I tried naively enclosing Dispatches with timestamp queries (ID3D11Query) and it failed to give reasonable results. First Dispatch seems to take long time, few next are below microsecond. I suppose gpu ends first dispatch after pipeline is ready for executing ComputeShaders, and following dispatches just pop in when there is place for new threads. Any synchronizations between them seem to be handled after that with no impact on dispatch timestamps. Unfortunately Nvidia Nsight works really slow on my pcm so is there any way of measuring Compute Shader execution time using ID3D11Query or similar approach? I am afraid there is no simple solution with current API.
Compute Shader execution time
Members - Reputation: 1155
Posted 01 August 2013 - 06:52 AM
Have you tried using Intel GPA? I've had good Compute Shader dispatch time measurement using that tool (it does not require an Intel GPU for most functionality).
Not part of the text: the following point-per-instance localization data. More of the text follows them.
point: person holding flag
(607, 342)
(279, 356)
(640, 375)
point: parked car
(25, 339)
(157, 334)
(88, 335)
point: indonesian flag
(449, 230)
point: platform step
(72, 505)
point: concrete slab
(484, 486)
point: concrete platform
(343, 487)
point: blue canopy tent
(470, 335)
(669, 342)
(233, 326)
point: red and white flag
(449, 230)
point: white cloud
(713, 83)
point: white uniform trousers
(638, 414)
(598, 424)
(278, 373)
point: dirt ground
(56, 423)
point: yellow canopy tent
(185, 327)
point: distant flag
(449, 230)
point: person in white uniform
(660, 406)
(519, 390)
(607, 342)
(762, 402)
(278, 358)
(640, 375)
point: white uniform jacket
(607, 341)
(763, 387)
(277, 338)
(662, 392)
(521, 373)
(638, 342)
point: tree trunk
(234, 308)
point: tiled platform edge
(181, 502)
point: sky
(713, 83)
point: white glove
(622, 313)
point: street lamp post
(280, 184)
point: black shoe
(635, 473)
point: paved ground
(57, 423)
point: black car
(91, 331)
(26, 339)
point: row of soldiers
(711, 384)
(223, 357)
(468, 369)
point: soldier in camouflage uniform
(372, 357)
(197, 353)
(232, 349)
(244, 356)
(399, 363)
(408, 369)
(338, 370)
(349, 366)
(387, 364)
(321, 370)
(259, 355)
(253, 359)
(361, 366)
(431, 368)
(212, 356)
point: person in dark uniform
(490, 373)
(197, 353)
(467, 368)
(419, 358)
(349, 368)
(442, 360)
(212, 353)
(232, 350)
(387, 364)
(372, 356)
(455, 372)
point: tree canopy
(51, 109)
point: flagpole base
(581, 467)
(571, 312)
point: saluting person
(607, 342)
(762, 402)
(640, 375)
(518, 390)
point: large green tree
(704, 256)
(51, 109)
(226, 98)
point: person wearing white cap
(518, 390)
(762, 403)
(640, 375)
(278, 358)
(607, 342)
Adam Miles - Senior Software Development Engineer - Xbox Advanced Technology Group
Moderators - Reputation: 16169
Posted 01 August 2013 - 12:49 PM
The problem with timestamp queries is that they just tell you the amount of time it takes for the GPU's command processor to reach a certain point in the command buffer. Actually measuring the amount of time it takes for a Draw or Dispatch call is more complicated than that, because the GPU can be executing multiple Draw/Dispatch calls simultaneously. Since there can be lots of things in flight, the command processor generally won't wait for a Draw/Dispatch to finish before moving on and executing the next command. So if you just wrap a single Dispatch call, all you'll get is the amount of time for the CP to start the Dispatch and then move on. To get any sort of accurate timing info that need to wrap your Begin/End around something that will cause the driver to insert a sync point, or try to force a sync point yourself. Typically any Dispatch or Draw that reads from the output of another Dispatch or Draw will cause the GPU to sync. But of course inserting artificial sync points will hurt your overall efficiency by preventing multiple Draw/Dispatch calls from overlapping, so you have to be careful.
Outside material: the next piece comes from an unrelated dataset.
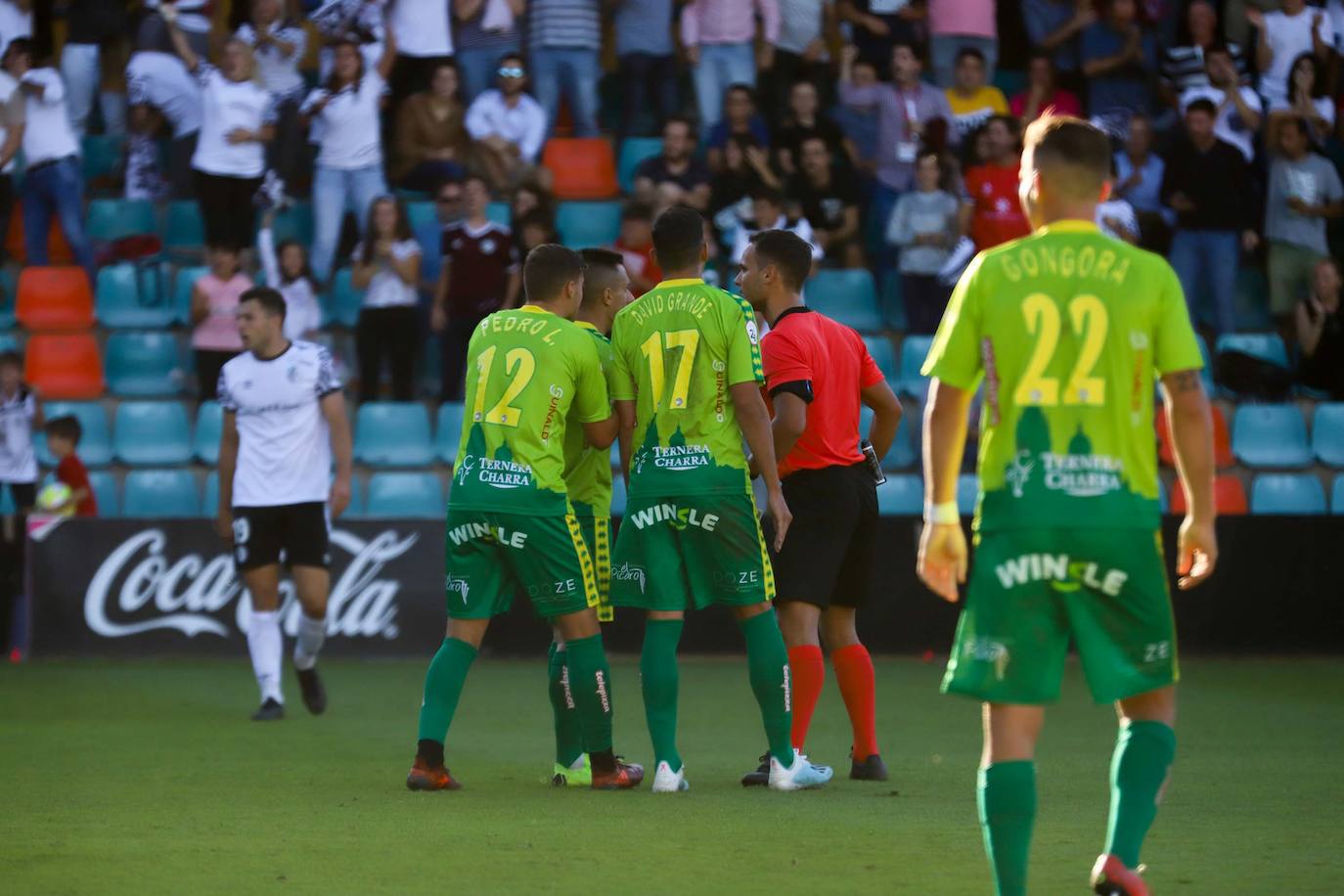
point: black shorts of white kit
(832, 543)
(300, 531)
On a related note, this is related to why Nsight will give you the "sync" and "async" timings for a Draw or Dispatch call. The "sync" value gives you the time it takes to execute the call if it's the only call being executed on the GPU, while the "async" value gives you the time it took to execute with all of the other Draw/Dispatch calls being executed during the frame.
Members - Reputation: 135
Posted 02 August 2013 - 02:53 AM
@MJP: I tried some CopySubresourceRegion for dummy buffers between dispatches and driver is too smart for that. Inserting artificial synchronization points might work, but I won't do it until every other option fails. It seems nightmare to keep code understandable after that.
@ATEFred: Is it only when gpu must sync between them, or it always happens? It would be strange if gpu stalled on each dispatch with idle shading units.